Weronika Nowakowska-Ziemniak dla SportoweFakty.pl: To był bieg dla mnie!
Weronika Nowakowska-Ziemniak w biegu sprinterskim w Hochfilzen pokazała się z bardzo dobrej strony. Polka bardzo dobrze biegła i mimo dwóch pudeł na strzelnicy zajęła miejsce w pierwszej dziesiątce.
Weronika Nowakowska-Ziemniak sezon rozpoczęła od zwycięstwa w zawodach Pucharu IBU w Idre. W Oestersund Polka spisała się jednak poniżej oczekiwań nie tylko kibiców, ale przede wszystkich swoich. W trudnych warunkach kiepsko strzelała, ale zasygnalizowała dobrą formę biegową. Nowakowska-Ziemniak przed rozpoczęciem rywalizacji w Austrii nie ukrywała, że w Hochfilzen liczy na zdecydowanie lepsze rezultaty. Tak też się stało i w piątkowym sprincie była ona najlepszą z biało-czerwonych. - Był to bieg dla mnie! Bardzo chciałam udowodnić przede wszystkim sobie, że Oestersund to był tylko niemiły wypadek przy pracy i udało mi się. Choć oczywiście mogło być lepiej, mogło być podium, mogło być bezbłędnie... ale nie było, jeszcze (śmiech) - powiedziała w rozmowie z portalem SportoweFakty.pl Weronika Nowakowska-Ziemniak.

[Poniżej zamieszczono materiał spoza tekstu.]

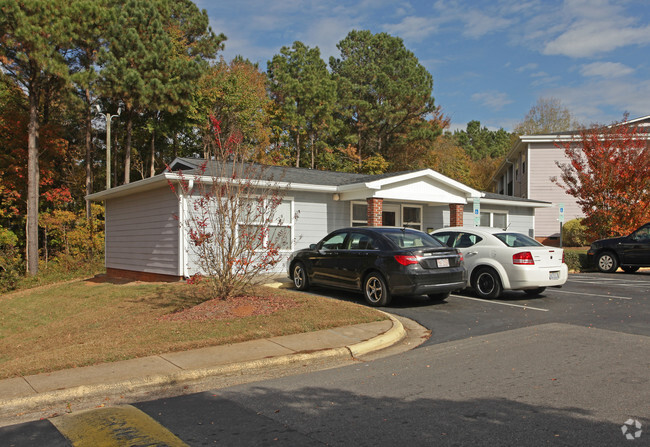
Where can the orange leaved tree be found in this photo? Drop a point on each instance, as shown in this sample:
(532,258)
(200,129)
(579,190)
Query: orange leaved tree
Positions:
(609,174)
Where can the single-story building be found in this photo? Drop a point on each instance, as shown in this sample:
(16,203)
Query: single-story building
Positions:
(145,240)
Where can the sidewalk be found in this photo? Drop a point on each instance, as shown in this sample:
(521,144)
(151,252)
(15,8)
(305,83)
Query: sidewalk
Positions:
(150,373)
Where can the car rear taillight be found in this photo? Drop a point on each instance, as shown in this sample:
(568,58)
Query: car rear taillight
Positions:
(407,259)
(525,258)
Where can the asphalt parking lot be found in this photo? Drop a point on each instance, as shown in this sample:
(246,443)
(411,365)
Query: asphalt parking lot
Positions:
(618,302)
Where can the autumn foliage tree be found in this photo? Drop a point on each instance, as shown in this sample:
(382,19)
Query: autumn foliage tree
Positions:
(234,217)
(609,174)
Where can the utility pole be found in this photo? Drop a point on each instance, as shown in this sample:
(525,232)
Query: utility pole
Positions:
(109,117)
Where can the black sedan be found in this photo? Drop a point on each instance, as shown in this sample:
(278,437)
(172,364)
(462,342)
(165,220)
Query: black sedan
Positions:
(628,252)
(380,262)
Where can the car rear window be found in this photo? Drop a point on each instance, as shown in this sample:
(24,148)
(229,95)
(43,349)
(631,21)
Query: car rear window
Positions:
(414,239)
(517,240)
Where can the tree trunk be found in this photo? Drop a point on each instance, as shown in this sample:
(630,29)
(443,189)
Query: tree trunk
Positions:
(32,184)
(89,160)
(152,169)
(313,152)
(297,150)
(127,149)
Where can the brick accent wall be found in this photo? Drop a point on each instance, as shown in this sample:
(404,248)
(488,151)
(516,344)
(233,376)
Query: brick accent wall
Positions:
(140,276)
(456,214)
(375,206)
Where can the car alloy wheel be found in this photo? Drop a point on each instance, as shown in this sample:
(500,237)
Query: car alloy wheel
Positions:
(534,292)
(487,283)
(375,290)
(300,276)
(607,263)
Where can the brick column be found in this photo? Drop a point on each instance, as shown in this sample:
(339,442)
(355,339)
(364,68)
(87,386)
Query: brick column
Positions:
(374,211)
(456,215)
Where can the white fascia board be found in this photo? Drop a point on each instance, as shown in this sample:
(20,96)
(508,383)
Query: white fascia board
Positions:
(514,203)
(378,184)
(175,177)
(269,184)
(129,188)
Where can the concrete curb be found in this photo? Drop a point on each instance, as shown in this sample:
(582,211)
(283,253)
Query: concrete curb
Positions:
(156,382)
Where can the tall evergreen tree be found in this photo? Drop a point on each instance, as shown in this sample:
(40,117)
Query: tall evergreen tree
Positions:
(303,89)
(383,89)
(155,54)
(34,35)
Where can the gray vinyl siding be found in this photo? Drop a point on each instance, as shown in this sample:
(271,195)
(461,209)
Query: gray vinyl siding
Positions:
(142,233)
(318,214)
(543,167)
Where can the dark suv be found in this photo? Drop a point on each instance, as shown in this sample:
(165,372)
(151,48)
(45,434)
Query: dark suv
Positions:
(628,252)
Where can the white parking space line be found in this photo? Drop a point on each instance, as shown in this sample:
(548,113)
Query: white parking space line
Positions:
(499,302)
(637,284)
(593,294)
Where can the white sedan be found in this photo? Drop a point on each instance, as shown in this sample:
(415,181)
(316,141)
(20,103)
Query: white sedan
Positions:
(498,260)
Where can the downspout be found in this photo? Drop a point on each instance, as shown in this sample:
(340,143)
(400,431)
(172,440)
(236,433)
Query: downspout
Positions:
(181,235)
(182,206)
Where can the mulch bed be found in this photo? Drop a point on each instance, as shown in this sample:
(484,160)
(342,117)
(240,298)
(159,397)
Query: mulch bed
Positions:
(237,307)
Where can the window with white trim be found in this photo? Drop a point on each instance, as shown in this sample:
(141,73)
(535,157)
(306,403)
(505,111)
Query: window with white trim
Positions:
(412,216)
(280,229)
(495,219)
(359,214)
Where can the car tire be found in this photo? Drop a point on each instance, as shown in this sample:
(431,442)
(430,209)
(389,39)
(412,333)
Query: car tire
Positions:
(607,262)
(534,292)
(439,296)
(299,276)
(375,290)
(486,283)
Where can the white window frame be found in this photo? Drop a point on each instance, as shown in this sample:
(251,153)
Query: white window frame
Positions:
(352,221)
(290,224)
(493,212)
(409,205)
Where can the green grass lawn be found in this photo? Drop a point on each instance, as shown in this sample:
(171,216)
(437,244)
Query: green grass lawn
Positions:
(85,322)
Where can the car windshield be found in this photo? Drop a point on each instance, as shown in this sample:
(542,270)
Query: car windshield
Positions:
(517,240)
(411,239)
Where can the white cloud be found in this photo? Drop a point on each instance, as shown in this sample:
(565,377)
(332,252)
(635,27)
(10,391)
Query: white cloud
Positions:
(492,99)
(412,28)
(593,27)
(615,95)
(606,69)
(478,24)
(529,66)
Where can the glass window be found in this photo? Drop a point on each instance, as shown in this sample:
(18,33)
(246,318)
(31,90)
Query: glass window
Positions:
(412,217)
(280,237)
(334,242)
(283,212)
(359,241)
(500,220)
(359,214)
(445,238)
(411,239)
(467,240)
(255,224)
(517,240)
(492,219)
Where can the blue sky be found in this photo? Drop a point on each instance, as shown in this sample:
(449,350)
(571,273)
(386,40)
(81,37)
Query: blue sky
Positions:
(490,60)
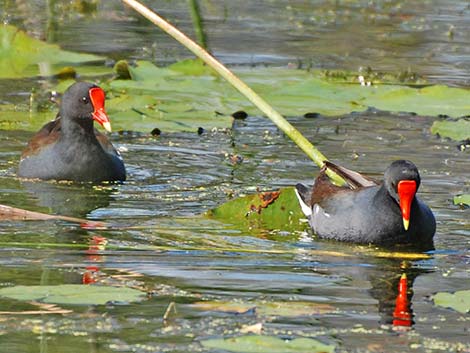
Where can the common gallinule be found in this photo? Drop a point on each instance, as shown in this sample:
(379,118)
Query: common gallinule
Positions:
(69,147)
(367,212)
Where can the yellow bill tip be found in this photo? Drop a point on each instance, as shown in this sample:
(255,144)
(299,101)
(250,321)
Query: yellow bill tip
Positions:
(406,223)
(107,126)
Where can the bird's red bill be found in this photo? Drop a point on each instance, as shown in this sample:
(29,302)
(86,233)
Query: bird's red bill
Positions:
(97,97)
(406,193)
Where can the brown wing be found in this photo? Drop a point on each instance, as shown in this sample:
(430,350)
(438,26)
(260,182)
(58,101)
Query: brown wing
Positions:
(354,179)
(48,134)
(323,188)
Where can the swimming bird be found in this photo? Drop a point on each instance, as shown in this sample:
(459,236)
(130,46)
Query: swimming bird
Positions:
(69,147)
(367,212)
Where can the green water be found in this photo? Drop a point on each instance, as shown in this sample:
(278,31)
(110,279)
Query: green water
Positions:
(177,256)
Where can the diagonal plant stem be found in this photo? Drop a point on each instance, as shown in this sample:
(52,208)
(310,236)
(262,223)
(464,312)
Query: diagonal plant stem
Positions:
(311,151)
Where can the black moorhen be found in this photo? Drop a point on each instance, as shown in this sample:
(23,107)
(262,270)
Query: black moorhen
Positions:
(367,212)
(69,147)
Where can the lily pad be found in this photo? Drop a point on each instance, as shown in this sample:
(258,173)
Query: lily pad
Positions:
(271,344)
(456,130)
(73,294)
(462,199)
(459,301)
(284,309)
(24,56)
(274,210)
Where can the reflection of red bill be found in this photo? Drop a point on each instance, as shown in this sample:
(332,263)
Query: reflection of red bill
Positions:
(406,193)
(402,314)
(97,97)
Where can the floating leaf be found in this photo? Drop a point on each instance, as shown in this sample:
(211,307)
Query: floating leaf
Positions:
(73,294)
(462,199)
(459,301)
(284,309)
(456,130)
(268,344)
(268,210)
(22,56)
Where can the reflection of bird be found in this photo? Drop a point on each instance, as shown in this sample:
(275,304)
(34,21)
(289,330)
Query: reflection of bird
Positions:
(69,148)
(367,212)
(76,200)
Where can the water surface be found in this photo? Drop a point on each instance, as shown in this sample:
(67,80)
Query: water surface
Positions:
(178,256)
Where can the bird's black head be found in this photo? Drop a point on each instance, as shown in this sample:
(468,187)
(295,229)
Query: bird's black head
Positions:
(402,180)
(84,102)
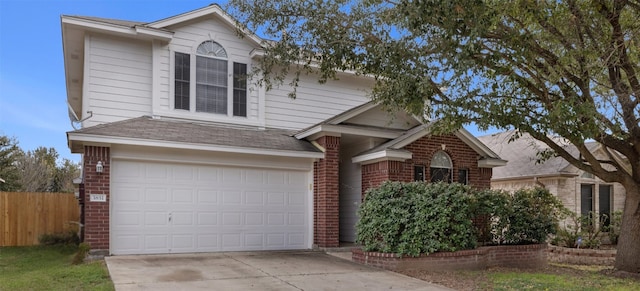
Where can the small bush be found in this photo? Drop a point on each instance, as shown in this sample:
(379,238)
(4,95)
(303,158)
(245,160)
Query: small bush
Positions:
(531,216)
(613,229)
(81,254)
(585,231)
(65,238)
(415,218)
(418,218)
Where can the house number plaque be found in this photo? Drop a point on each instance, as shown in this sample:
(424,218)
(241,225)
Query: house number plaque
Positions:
(98,197)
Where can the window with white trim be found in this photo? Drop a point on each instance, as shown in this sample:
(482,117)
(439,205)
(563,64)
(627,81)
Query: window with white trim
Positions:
(441,167)
(213,91)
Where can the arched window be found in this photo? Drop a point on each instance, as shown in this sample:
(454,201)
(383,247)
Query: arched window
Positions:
(213,89)
(441,167)
(211,78)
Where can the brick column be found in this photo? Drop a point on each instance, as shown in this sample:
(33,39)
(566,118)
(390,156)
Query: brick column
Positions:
(96,214)
(326,196)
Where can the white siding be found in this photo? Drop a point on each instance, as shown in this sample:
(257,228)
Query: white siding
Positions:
(314,102)
(118,78)
(127,78)
(382,118)
(185,40)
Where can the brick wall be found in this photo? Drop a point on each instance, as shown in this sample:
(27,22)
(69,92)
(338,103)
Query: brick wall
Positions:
(462,156)
(581,256)
(96,214)
(326,198)
(520,256)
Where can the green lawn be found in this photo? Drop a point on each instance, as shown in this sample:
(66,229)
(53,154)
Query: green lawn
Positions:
(49,268)
(574,277)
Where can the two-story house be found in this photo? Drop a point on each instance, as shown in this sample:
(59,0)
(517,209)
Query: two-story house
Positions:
(182,152)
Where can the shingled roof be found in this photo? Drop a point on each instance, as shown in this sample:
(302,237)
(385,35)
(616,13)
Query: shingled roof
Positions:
(148,128)
(521,154)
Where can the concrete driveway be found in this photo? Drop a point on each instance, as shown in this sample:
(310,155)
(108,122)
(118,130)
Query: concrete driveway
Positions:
(301,270)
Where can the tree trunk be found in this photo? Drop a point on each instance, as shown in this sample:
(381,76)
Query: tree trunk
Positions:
(628,256)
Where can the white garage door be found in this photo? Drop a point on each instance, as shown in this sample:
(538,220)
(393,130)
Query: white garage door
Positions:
(177,208)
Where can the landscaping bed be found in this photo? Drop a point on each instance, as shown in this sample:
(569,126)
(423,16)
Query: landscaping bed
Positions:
(517,256)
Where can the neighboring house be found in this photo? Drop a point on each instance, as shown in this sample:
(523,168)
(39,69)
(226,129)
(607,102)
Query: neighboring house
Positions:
(182,154)
(579,191)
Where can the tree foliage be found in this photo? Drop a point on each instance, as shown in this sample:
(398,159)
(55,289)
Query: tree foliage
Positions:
(9,151)
(34,171)
(548,68)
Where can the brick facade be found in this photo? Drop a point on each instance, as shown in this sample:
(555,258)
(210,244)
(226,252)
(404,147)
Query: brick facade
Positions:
(462,156)
(96,214)
(326,198)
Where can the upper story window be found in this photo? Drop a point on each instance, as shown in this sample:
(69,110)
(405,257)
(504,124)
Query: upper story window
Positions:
(213,91)
(441,167)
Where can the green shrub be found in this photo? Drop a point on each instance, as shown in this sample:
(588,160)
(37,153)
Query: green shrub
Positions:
(415,218)
(487,206)
(588,230)
(531,216)
(418,218)
(613,229)
(65,238)
(81,254)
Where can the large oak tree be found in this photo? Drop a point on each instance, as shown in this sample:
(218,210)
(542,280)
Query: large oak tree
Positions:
(547,68)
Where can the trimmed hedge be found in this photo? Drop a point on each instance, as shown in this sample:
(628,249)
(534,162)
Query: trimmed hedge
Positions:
(415,218)
(418,218)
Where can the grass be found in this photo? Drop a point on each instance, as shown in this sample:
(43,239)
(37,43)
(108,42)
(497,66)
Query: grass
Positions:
(553,277)
(537,281)
(50,268)
(564,277)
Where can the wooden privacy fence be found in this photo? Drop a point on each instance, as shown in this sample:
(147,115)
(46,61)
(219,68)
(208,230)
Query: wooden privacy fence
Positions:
(24,216)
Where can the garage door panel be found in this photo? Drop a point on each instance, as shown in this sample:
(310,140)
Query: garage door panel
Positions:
(156,195)
(207,218)
(162,207)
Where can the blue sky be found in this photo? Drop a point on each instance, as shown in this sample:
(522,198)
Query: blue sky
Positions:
(33,105)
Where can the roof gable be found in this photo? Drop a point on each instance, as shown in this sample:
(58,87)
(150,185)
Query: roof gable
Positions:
(368,119)
(161,132)
(213,10)
(522,156)
(489,158)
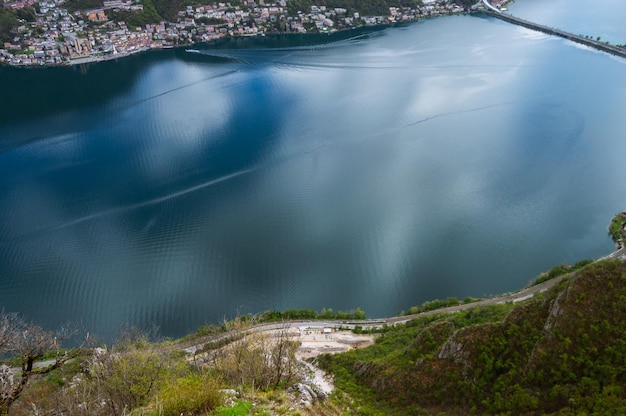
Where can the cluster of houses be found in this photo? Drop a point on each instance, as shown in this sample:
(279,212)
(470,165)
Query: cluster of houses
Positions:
(58,37)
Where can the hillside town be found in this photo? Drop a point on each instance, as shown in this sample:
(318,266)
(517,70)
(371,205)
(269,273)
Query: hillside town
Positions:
(56,36)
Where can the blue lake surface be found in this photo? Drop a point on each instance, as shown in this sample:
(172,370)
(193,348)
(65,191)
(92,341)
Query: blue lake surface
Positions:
(459,156)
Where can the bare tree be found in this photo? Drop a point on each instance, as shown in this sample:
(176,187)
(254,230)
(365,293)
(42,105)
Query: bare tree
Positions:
(28,342)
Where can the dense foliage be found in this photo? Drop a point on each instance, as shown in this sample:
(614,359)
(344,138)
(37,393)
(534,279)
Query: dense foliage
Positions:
(560,353)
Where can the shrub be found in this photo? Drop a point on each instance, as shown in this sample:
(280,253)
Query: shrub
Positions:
(194,394)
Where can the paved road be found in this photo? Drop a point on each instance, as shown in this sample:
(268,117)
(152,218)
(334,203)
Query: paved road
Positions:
(524,294)
(596,44)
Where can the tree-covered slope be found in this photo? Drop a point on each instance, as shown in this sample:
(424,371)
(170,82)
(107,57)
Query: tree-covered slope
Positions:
(560,353)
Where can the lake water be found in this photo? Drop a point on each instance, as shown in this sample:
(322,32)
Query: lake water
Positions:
(459,156)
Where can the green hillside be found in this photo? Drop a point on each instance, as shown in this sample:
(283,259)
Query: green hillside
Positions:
(560,353)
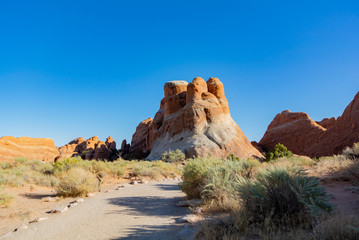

Polska biathlonistka w Hochfilzen mogła liczyć na wsparcie mamy. Wcześniej towarzyszyła ona Nowakowskiej-Ziemiak podczas jednego z obozów przygotowawczych do sezonu. Reprezentantka naszego kraju nie ukrywa radości z tego faktu. - Jestem bardzo zadowolona i szczęśliwa szczególnie,że tak daleką drogę przebyła moja mama i wspierała mnie dziś na trasie - przyznała zawodniczka rodem z Dusznik-Zdroju.